Monday, 7 April 2014

Title Misleads Readers - Ethics Breached

The Saturday (05 April 2014) headline that confused readers.
Media ethics were breached, readers remained puzzled. "FIGHT OVER WOMAN DEATH", read the main headline of the day.

Faithful readers of the Chronicle newspaper were last Saturday taken aback when the main headline of the day misrepresented facts.

"When I read this headline I thought maybe the men were fighting over the woman's death," said Nkazi Moyo, a regular reader of the Chronicle.

"Since this was not the case then the woman they were fighting over should demand a correction, " Moyo argued. The headline causing the debate sounded as if the woman the two men were fighting over had died.
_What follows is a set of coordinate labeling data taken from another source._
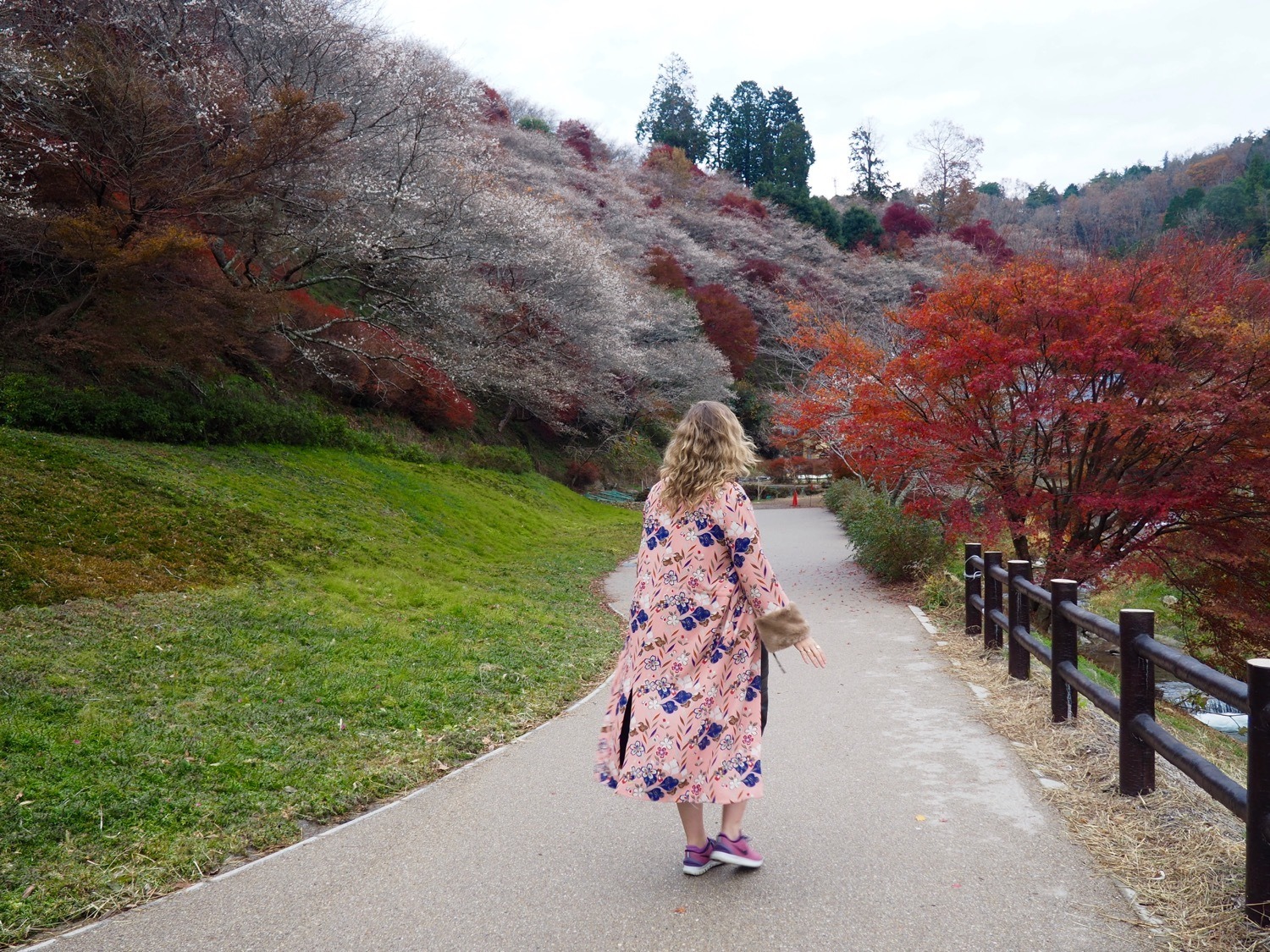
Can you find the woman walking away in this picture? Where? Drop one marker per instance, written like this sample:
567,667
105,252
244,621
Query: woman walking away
685,718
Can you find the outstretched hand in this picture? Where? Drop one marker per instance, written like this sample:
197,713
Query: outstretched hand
810,652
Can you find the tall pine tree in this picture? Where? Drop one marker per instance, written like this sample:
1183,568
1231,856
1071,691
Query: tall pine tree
748,137
873,183
672,116
792,157
716,122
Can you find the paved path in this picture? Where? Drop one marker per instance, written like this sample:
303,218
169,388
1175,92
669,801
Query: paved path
523,850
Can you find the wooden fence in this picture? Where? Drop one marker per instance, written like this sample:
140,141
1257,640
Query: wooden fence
998,602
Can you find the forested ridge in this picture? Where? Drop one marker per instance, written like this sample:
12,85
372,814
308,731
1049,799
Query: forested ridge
213,208
284,195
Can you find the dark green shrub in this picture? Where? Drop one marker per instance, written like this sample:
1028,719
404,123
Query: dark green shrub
502,459
889,542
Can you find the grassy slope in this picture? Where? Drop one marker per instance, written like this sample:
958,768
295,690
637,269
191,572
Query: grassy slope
385,621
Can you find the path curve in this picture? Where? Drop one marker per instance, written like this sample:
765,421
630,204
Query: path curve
523,850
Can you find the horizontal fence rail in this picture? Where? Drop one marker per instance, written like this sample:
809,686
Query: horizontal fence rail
1000,599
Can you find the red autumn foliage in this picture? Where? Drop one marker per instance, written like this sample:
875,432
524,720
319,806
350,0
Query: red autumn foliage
985,239
672,160
785,469
582,139
902,218
737,203
1094,409
494,108
665,271
759,271
378,363
729,325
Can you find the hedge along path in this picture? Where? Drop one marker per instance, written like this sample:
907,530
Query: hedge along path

Truthfulness and factuality were compromised by the headline. It sounded ambiguous to the readers.

 "Journalists have to do whatever it takes to keep the business afloat. They should however focus on other areas too," Fanoe Riz Ngwenya commented. Apart from making sales, journalists are saddled with the responsibility to cross check facts, work on the grammatical errors of their work to avoid taking stories out of context.

On another note, many followers of the Chronicle now feel that the newspaper is going tabloid, leading with sex scandals to maximise sales, because research has shown that sex sells.




1 comment:

  1. I think going tabloid is very very important in our day when the media is so much of a commercial venture. Don't you think?